A right-wing journalist is insisting that his choppy, strange-sounding 17-minute long interview with former President Donald Trump was real amid speculation that the person on the other end of the line was a prank caller who disguised his voice using artificial intelligence.
John Solomon, a former Fox News contributor who was involved in Trump’s efforts to get Ukraine to investigate Joe Biden that led to his first impeachment, posted the lengthy interview he and host Amanda Head did with the former president on social media late Thursday.

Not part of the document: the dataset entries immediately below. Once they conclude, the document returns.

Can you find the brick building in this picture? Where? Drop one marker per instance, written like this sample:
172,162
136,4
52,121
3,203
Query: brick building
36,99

In the post from the far-right Real America’s Voice, which features a tape of the call with Trump aired over stock images, the audio is glitchy and Trump’s voice sounds odd, and in some spots it sounds artificial.
But dozens of comments to his post question the former president’s voice in the recording. “Haha, you and a discussion with an AI,” one person responded on X.
“Uh, either this is a prank call or President Trump is not doing well. What’s going on with his voice here?” GOP operative Matt Whitlock posted. He added, “This just sounds bizarre. I can think of three explanations: 1) he’s very sick 2) this is AI 3) they had the staffer with the best impression handle this interview.”
“Man, I wish that was really Trump,” wrote another. “because they brought up some great topics and asked some questions I would’ve loved to hear his answer to.”
Solomon insisted that it was Trump on the call.
“It’s not AI, it was President Trump,” Solomon told The Daily Beast. “You can call the staff and check with them yourself. It was definitely President Trump without any doubt.”
Solomon told the outlet he set up the interview with Trump’s staff, including clearing the topics they would talk about, and “called them at the right location.
The Trump campaign did not immediately respond to The Daily Beast’s request for comment, but Trump posted a link to the interview with a comment about “Crooked Joe Biden” on Truth Social early Friday.
Compounding the confusion, The Daily Beast initially reported the story attributing comments from a text exchange with the owner of Real America’s Voice, Robert Sigg saying that he was investigating whether the call was a prank and criticizing network staffers. But it later removed those comments and added an editor’s note that a spokesperson for the channel “said that it was not Sigg and the number used for the exchange was no longer his.”